O gece patron evine geldiğinde, on dört yaşındaki oğlunun yanına oturdu. "Bu gün inanılmaz bir şey oldu" dedi. Ofisteydim üst düzey yöneticilerimden biri içeri geldi, bana hayran olduğunu söyleyip iş dünyasında bu kadar başarılı olduğum için göğsüme bu kurdeleyi iliştirdi. Bir hayal etmeye çalış, benim bir dahi olduğumu düşünüyor. "Siz çok önemlisiniz!" yazılı bu kurdeleyi tam göğsümün üstüne taktı. Bana ekstra bir kurdele verdi ve onurlandıracak başka birini bulmamı istedi. Arabayla eve gelirken, bu mavi kurdeleyle kimi onurlandırabileceğimi düşündüm ve aklıma sen geldin. Ben "seni"' onurlandırmak istiyorum. Sana pek ilgi gösteremiyorum. Günlerim aşırı yorucu geçiyor. Eve gelince sana pek ilgi gösteremiyorum. Bazen derslerden aldığın notları beğenmeyince veya odanı toparlamayınca sana bağırıp çağırıyorum. Oysa bu gece bir şekilde buraya oturup, sana benim için ne kadar farklı ve özel olduğunu söylemek istedim. Annen gibi sen de benim hayatımdaki en önemli insansın. Sen mükemmel bir çocuksun. ''Seni Seviyorum'' diye devam etti.

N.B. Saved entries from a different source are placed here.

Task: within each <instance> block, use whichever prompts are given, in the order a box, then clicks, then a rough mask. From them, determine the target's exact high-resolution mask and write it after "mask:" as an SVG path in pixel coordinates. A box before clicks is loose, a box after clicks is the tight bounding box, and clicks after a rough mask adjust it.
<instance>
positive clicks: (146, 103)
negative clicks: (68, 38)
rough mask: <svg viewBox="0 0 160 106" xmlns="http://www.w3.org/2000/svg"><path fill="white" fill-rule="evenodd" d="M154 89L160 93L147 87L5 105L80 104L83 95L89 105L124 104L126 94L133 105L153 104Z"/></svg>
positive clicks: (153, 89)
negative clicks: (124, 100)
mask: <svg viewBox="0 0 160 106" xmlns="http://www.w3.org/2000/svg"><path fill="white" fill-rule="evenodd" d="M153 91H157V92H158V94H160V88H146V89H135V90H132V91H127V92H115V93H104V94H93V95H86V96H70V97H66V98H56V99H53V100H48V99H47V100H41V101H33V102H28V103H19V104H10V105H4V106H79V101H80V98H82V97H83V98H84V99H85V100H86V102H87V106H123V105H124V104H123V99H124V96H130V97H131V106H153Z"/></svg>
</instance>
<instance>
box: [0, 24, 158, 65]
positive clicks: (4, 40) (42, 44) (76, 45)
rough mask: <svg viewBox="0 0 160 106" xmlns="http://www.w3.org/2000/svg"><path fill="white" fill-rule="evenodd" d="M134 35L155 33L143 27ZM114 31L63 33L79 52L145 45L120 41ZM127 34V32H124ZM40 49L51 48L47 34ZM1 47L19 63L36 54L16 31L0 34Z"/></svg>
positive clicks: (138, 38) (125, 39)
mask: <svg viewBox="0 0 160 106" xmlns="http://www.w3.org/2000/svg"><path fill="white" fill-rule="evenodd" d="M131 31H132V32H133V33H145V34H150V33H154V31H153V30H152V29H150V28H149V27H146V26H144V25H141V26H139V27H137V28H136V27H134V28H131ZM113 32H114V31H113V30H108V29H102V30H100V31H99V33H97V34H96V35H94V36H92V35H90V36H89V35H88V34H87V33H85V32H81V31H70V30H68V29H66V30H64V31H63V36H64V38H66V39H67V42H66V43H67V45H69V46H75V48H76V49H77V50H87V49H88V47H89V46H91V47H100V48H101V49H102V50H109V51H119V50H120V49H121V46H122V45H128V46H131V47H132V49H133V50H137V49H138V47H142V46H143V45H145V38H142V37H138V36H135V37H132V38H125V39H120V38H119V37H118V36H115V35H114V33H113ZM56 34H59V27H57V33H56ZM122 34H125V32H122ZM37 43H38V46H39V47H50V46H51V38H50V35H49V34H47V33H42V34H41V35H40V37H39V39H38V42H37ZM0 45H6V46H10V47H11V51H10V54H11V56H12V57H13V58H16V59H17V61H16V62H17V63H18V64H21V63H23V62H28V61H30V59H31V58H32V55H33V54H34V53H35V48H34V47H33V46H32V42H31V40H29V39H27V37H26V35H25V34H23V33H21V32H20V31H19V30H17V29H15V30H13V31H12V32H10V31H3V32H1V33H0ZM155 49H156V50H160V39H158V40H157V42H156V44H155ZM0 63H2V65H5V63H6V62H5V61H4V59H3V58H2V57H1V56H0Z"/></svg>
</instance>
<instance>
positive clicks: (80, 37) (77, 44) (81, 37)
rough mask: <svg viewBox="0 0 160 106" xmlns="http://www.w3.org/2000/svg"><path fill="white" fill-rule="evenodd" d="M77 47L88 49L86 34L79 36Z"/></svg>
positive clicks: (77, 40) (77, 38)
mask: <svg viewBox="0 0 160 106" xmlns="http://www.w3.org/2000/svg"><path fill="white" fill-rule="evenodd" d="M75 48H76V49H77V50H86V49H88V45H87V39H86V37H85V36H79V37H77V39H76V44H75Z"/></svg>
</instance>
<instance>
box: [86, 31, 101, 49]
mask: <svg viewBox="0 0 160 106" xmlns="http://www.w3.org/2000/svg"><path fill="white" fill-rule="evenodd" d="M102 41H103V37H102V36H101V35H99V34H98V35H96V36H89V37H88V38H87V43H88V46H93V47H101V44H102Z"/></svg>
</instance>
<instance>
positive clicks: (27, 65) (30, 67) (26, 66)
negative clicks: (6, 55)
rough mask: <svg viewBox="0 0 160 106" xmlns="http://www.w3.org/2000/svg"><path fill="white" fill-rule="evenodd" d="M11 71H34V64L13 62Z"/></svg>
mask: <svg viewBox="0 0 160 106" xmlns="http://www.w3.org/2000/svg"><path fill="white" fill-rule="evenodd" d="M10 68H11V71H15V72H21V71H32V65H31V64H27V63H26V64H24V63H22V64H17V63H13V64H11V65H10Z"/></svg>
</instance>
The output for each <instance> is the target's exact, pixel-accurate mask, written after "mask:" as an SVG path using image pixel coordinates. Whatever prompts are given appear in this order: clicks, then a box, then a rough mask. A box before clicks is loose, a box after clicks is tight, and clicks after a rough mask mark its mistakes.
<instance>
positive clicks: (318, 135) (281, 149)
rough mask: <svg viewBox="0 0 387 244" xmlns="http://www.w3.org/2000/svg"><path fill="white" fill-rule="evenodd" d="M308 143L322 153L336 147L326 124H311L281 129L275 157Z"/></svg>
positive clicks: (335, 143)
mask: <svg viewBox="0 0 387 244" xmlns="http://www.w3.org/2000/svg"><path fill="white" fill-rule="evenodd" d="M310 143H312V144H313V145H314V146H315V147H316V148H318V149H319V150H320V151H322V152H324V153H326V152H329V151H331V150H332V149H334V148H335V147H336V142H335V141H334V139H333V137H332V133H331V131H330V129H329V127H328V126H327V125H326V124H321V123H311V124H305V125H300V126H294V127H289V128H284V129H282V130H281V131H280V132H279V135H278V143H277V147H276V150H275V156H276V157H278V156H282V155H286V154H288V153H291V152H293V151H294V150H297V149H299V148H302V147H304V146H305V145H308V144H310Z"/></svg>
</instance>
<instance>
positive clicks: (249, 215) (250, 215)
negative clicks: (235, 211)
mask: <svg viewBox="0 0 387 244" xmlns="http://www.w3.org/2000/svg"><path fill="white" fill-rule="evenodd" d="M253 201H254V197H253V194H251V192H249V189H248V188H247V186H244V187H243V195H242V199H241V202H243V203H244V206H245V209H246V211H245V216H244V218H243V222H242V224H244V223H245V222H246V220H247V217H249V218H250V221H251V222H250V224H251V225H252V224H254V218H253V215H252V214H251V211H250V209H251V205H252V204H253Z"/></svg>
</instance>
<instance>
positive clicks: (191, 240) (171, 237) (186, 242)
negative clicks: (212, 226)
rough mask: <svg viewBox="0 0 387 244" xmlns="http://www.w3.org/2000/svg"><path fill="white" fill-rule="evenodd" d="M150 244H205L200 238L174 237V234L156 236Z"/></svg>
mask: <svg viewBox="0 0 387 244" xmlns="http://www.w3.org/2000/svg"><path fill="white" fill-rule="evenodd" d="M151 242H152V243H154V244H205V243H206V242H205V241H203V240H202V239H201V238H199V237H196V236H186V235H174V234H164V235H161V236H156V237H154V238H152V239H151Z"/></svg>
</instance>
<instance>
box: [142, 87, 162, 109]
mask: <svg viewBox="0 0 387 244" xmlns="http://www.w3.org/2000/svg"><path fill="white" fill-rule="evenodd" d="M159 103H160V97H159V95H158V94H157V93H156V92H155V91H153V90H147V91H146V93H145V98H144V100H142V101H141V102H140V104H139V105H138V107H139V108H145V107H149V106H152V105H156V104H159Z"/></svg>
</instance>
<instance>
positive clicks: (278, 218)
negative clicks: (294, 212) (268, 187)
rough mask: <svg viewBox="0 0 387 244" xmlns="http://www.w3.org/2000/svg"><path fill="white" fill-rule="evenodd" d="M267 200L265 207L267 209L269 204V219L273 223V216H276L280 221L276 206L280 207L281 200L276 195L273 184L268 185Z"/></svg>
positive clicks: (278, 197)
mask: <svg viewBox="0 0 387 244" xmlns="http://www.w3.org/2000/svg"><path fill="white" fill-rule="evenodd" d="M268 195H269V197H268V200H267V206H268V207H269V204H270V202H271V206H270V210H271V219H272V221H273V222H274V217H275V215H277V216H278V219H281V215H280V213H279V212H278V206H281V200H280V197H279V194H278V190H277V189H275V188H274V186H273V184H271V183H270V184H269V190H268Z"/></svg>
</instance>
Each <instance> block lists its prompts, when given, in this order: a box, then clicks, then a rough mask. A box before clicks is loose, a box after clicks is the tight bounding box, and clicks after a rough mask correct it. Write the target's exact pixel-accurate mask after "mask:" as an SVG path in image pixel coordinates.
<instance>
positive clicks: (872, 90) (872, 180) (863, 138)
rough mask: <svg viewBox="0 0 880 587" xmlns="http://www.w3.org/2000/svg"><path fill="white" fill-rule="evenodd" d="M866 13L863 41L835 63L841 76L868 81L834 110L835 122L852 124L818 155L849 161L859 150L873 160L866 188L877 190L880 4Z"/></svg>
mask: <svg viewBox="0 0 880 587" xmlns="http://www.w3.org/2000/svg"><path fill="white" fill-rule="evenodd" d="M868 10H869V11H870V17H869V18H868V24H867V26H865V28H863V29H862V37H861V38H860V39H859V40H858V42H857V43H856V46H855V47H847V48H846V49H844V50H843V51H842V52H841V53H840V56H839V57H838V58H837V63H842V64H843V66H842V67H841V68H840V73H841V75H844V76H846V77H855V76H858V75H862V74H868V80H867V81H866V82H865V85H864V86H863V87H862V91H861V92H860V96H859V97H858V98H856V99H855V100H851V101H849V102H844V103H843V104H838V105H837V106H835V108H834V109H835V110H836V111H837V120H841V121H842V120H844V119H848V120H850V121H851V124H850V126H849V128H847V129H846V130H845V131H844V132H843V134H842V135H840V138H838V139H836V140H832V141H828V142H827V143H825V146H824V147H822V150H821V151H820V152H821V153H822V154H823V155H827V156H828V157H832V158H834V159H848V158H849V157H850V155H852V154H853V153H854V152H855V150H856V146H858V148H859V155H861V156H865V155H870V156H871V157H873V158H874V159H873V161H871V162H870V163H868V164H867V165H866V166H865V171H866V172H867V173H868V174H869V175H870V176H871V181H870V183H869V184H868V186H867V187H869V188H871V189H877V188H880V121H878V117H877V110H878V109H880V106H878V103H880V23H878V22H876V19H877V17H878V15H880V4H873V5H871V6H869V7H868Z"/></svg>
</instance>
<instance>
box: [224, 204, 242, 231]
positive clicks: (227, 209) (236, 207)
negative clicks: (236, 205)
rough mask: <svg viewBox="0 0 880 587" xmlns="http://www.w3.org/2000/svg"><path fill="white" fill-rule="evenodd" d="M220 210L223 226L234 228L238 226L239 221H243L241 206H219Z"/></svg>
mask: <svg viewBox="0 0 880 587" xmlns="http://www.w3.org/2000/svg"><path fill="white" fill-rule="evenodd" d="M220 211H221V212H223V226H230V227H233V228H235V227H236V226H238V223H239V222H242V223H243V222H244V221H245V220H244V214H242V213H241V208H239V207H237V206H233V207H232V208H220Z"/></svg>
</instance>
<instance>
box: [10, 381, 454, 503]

Şaşkına dönen çocuk şimdi ağlamaya başlamıştı. Bütün vücudu titriyordu. Başını kaldırdı, gözleri yaş içinde olarak babasına baktı ve "Yarın İntihar edecektim. Baba, ben senin..... çünkü ben senin beni hiç sevmediğini, hiç önemsemediğini düşünüyordum. Ama artık her şey çok farklı. Şu an baba oğlunun hayatını kurtardın!"
mzy 2010
Güne düsen öyküye ve yazarina tebriklerimle. Babalar gününüz kutlu olsun dileklerimle. Sevgi ve selamlar.